Have you had a sinus infection recently? If so, there’s a good chance you received a non-recommended antibiotic prescription from your doctor, a new study in JAMA Internal Medicine shows.

In fact, just over half – or 52 percent – of patient visits for a sinus infection, sore throat or middle-ear infection resulted in recommended first-line antibiotics, according to the study, which was conducted by the Centers for Disease Control and Prevention and Pew Charitable Trusts.

For the study, researchers assessed the prescribing trends of providers in the doctor’s office or other outpatient settings, such as the emergency room, when facing one of these common bacterial infections, which account for about 44 million prescriptions each year.

What they discovered was that many prescriptions defied recommended guidelines, which often call for a drug treatment of penicillin or amoxicillin. Instead, many doctors opted for other treatments, most commonly prescribing a class of antibiotics known as macrolides.

Simply put, “… macrolides are not recommended for sinus or middle ear infections and are recommended for pharyngitis [sore throat] only for patients with an allergy to the penicillin class of antibiotics,” stated the Pew report.

“Increased antibiotic stewardship efforts are needed to reach the 80 percent target for use of first-line antibiotics.”

According to the study, non-adherence to recommended prescribing guidelines can not only lead to worse outcomes for the patient in most instances, but can also result in antibiotic overuse. This reduces the efficacy of the treatment over the long haul because it builds up resistance to the drugs unnecessarily.

“Prescribing antibiotics that target fewer types of bacteria can help to minimize the impact that antibiotic use has on the development of resistance,” the study’s authors explained.

Adults fared worse than children

Researchers found a range of prescribing best practices among the groups involved, which included both adults and children.

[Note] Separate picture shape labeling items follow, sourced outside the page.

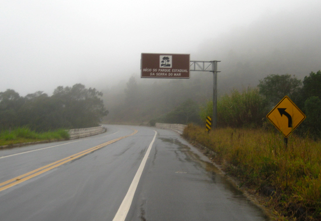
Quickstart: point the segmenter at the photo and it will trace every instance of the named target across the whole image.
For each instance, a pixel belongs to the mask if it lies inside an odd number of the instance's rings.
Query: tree
[[[138,87],[135,77],[132,76],[126,83],[125,88],[125,100],[126,105],[135,105],[138,99]]]
[[[200,124],[199,107],[194,101],[188,99],[177,106],[174,110],[167,113],[164,118],[165,123],[187,124],[194,123]]]
[[[294,76],[272,74],[259,81],[257,86],[259,93],[266,97],[271,106],[276,105],[286,95],[295,103],[300,99],[302,82]]]
[[[23,98],[13,90],[0,92],[0,129],[19,125],[19,112],[24,102]]]
[[[316,96],[321,99],[321,71],[317,73],[311,71],[309,76],[304,77],[303,93],[306,99]]]
[[[57,87],[52,97],[59,107],[64,125],[80,128],[97,126],[108,114],[100,97],[102,96],[94,88],[87,89],[77,84],[72,87]]]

Compliance with first-line antibiotics was highest for the pediatric population with middle-ear infections at 67 percent. Children with a sore throat were prescribed the recommended antibiotics 60 percent of the time.

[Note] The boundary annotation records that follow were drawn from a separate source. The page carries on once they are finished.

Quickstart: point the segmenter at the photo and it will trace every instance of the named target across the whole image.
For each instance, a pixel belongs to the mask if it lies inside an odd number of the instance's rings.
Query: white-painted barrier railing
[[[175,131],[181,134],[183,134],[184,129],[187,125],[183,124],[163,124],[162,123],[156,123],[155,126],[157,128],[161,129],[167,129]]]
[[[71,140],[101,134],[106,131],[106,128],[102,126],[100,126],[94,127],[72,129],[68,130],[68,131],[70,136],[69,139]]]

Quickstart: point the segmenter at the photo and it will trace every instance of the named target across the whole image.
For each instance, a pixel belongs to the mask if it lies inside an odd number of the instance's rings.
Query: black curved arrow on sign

For adults, the compliance levels were far worse. Among groups of adults with sinusitis and sore throat, both notched just a 37 percent compliance rate with recommended guidelines.

“Antibiotic selection for the treatment of adult patients (ages 20 and older) is in need of the greatest improvement,” said the report, which comes on the heels of an earlier report on antibiotic prescribing trends published in May 2016 showing that about 30 percent of all antibiotic doses – or some 47 million prescriptions – are unnecessary.

About 20 percent of the time, these bacterial infections don’t warrant the use of first-line antibiotics – when the patient is allergic or hasn’t responded to an initial round of treatment, for example – researchers noted. Yet the low rates of first-line use fail to correspond with the rare instances when their use isn’t directed.

To up compliance, researchers are recommending more education, in hopes that it will stem the tide of inaccurate dosing.

“Clinical decision support tools, such as clinical guidelines and decision flowcharts, can help clinicians make the most appropriate treatment decisions for individual patients,” the report suggested.